Drought pinched Louisiana's crawfish harvest, but mudbug fans are weathering the shortage

Louisiana crawfish are in demand despite a shortage of the mudbugs driven by last summer’s drought, extreme heat, saltwater intrusion on the Mississippi River and a hard winter freeze

Sara Cline
Friday 22 March 2024 19:22 GMT
Crawfish Shortage Louisiana
Crawfish Shortage Louisiana (Copyright 2024 The Associated Press. All rights reserved.)

Feel free to change the headline. Stephen Smith is finishing video. Additionally, new crawfish photos should be uploaded soon. For now I am using filers.

In Jeff Pohlmann's 39 years of selling crawfish in Louisiana he has never seen the industry face such an abysmal shortage of “mudbugs.”

Driven by last summer's drought, extreme heat, saltwater intrusion on the Mississippi River and a hard winter freeze, the nation’s top producer of crawfish harvested a fraction of what is typical of the tiny crustaceans in a season — with tens of thousands of acres lost or failing. And while Louisianans are still buying and selling crawfish, a staple in Gulf Coast seafood boils and a part of Louisiana's “way of life,” the crisis can be felt across the state.

“I’ve never experienced this before and it hits you in the pocketbook,” said Pohlmann.

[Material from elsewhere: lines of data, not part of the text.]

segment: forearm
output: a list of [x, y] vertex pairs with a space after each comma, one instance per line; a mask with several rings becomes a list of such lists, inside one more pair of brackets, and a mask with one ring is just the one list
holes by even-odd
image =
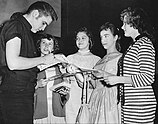
[[22, 70], [29, 69], [40, 64], [44, 64], [44, 57], [36, 57], [36, 58], [25, 58], [25, 57], [17, 57], [13, 59], [12, 62], [7, 62], [9, 69], [11, 70]]
[[123, 84], [133, 84], [131, 76], [117, 76], [116, 81]]

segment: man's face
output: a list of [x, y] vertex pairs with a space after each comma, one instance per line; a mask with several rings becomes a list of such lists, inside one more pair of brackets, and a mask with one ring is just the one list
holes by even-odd
[[31, 31], [36, 33], [37, 31], [43, 31], [52, 22], [51, 16], [36, 17], [32, 23]]

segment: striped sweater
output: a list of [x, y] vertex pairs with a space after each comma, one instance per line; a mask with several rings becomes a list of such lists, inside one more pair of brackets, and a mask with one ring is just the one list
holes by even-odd
[[155, 50], [150, 39], [141, 37], [129, 47], [123, 60], [123, 76], [131, 76], [133, 84], [124, 84], [125, 103], [122, 122], [151, 123], [155, 118], [154, 83]]

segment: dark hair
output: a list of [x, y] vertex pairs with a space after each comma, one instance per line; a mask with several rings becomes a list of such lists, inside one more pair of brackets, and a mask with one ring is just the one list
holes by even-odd
[[89, 37], [89, 49], [91, 50], [94, 43], [92, 40], [93, 39], [92, 33], [86, 27], [81, 27], [75, 31], [75, 39], [79, 32], [84, 32]]
[[57, 20], [58, 16], [54, 10], [54, 8], [47, 2], [45, 1], [36, 1], [33, 4], [31, 4], [26, 11], [26, 14], [31, 13], [33, 10], [38, 10], [41, 15], [44, 16], [51, 16], [52, 20]]
[[135, 29], [138, 29], [138, 32], [141, 35], [148, 36], [151, 40], [154, 40], [154, 27], [152, 27], [149, 16], [142, 8], [131, 8], [128, 7], [124, 9], [121, 14], [120, 18], [123, 21], [124, 17], [126, 16], [127, 24], [132, 26]]
[[38, 48], [37, 50], [38, 50], [38, 52], [41, 52], [40, 43], [41, 43], [42, 39], [48, 39], [48, 40], [52, 39], [54, 41], [54, 51], [53, 51], [53, 53], [56, 53], [59, 50], [58, 41], [54, 36], [52, 36], [50, 34], [46, 34], [46, 33], [40, 33], [38, 35], [39, 35], [39, 38], [37, 40], [37, 48]]
[[100, 27], [100, 32], [102, 30], [108, 30], [110, 29], [111, 33], [113, 34], [113, 36], [118, 36], [117, 38], [117, 41], [116, 41], [116, 49], [118, 51], [121, 51], [121, 45], [120, 45], [120, 39], [121, 39], [121, 36], [120, 36], [120, 32], [119, 32], [119, 29], [117, 27], [115, 27], [114, 24], [110, 23], [110, 22], [106, 22], [105, 24], [103, 24], [101, 27]]

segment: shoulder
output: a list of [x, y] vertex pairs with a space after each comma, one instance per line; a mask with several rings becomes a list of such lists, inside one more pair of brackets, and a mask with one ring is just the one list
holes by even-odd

At the annual Louisiana Crawfish Festival in St. Bernard Parish, fans chowing down on crawfish pasta, bread, pies and etouffee said the crustaceans have been limited so far this season. Some said they have yet to attend a crawfish boil, popular during Lent when many in the heavily Catholic south Louisiana seek alternatives to meat. Pounds of the freshly cooked mudbugs with corn and potatoes are poured onto communal tables.

High prices have meant that “nobody has really been boiling,” said Sara Garcia, a Louisiana resident who often attends the festival.

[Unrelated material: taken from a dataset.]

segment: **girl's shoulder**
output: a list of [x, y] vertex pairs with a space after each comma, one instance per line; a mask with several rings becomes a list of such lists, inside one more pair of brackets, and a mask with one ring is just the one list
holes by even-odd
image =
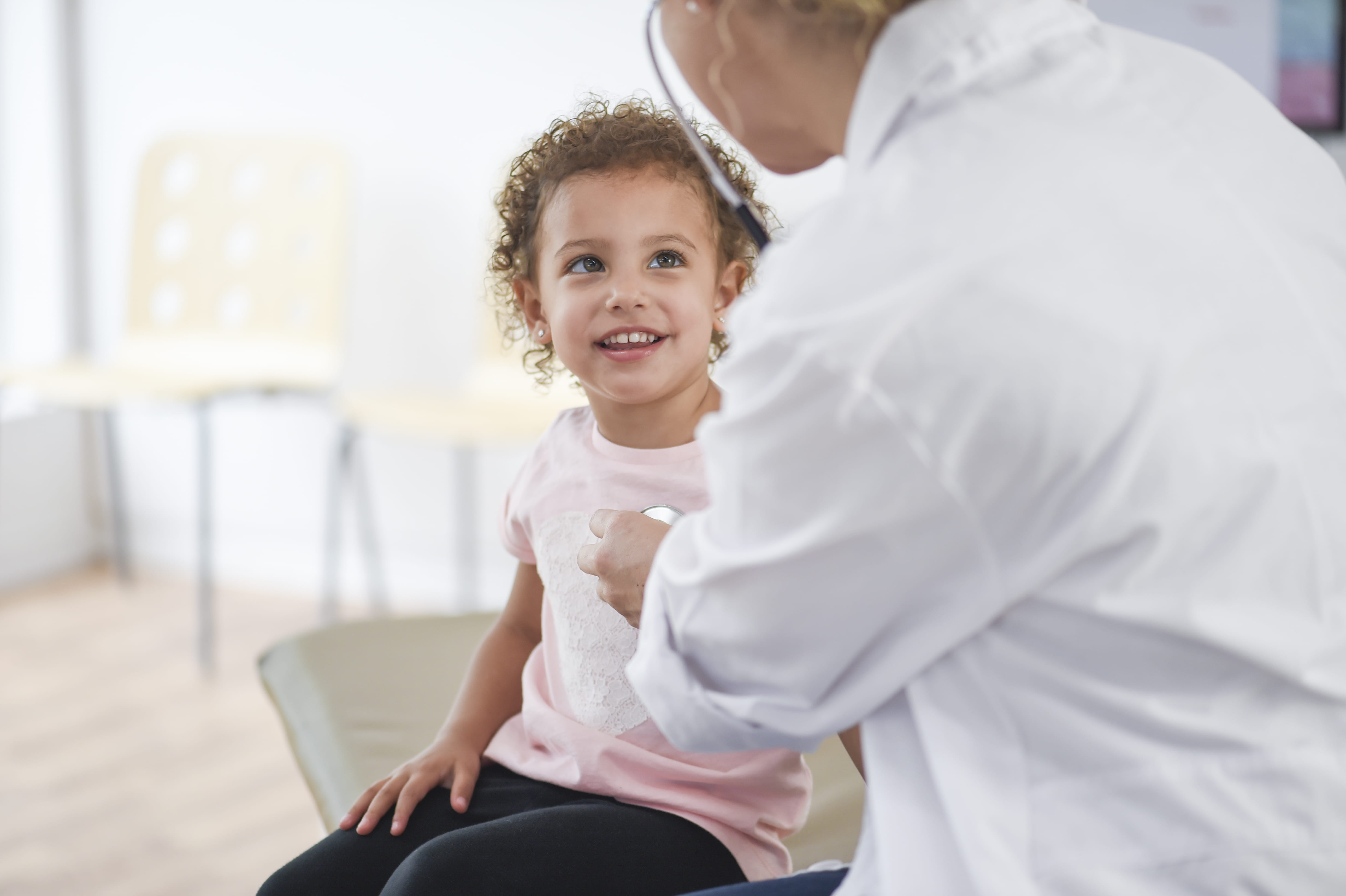
[[556, 414], [533, 447], [534, 459], [575, 460], [592, 451], [594, 412], [588, 405], [567, 408]]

Despite spring rain and the crawfish shortage, vendors at the festival were slinging droves of Styrofoam boxes filled with tasty red crustaceans, fixings and dipping sauce. However, many noted that the prices for a pound of mudbugs were higher than usual, which has been evident across the state.

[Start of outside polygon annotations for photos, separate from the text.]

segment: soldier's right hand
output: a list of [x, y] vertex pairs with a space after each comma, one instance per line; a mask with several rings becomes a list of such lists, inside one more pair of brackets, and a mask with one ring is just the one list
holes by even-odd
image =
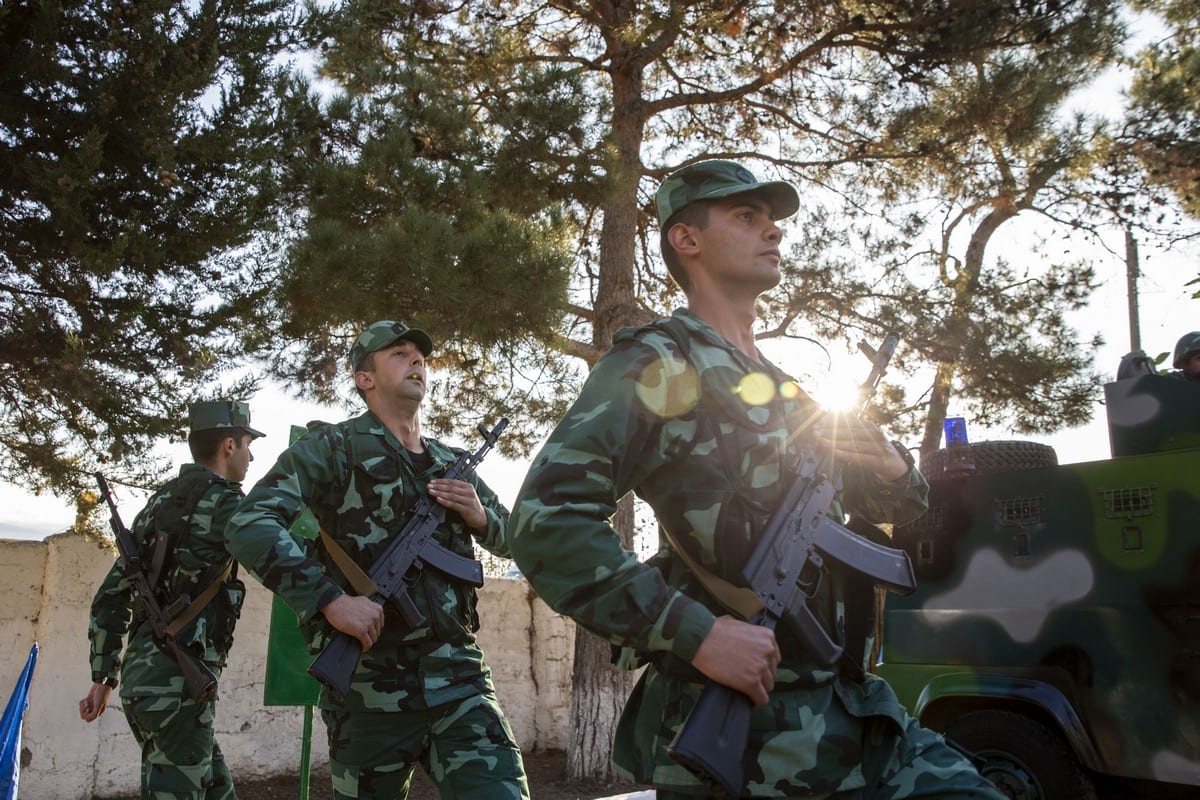
[[691, 664], [760, 706], [767, 704], [775, 687], [780, 658], [774, 631], [726, 615], [716, 618]]
[[359, 595], [338, 595], [320, 609], [329, 624], [353, 636], [366, 652], [383, 632], [383, 606]]
[[108, 708], [108, 698], [113, 687], [108, 684], [92, 684], [88, 697], [79, 700], [79, 718], [84, 722], [95, 721]]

Around this time last year, the cost for a pound of boiled crawfish in Louisiana was between $3 to $5. While prices this year have slowly decreased since the start of the season, they still range from around $6 to $10 per pound, based on crawfish price indexes tracked by local news stations and vendors. Other places simply don’t have crawfish available at all.

But the shortage isn't just hitting customers where it hurts. Pohlmann, who owns Today’s Ketch Seafood & Restaurant in Chalmette, said crawfish sales are 30% of what he normally sees.

“When you look at the farmer and retailer, and I know the poor consumer wants to eat it, but we go to work to make a living just like everybody else does. So, unfortunately, prices have to be a little higher than normally what we’re accustomed to,” Pohlmann said.

Louisiana generates anywhere from 175 million to 200 million pounds of crawfish — contributing $500 million to the state’s economy annually, according to Gov. Jeff Landry’s office. The Louisiana State University’s Agriculture Center estimates the potential losses to the state’s crawfish industry to be nearly $140 million.

Earlier this month, Landry issued a disaster declaration for the industry, which is the legal underpinning that assists in securing federal resources.

Typically one of the wettest states in the country, Louisiana saw some of its driest conditions last year. The soil where crawfish burrow to lay eggs dried out leading to a dismal harvest this season.

“You don’t mess with Mother Nature, and that’s why you’re seeing these high prices,” Pohlmann said. “No rainfall last year and drought, and we’re paying for it today.”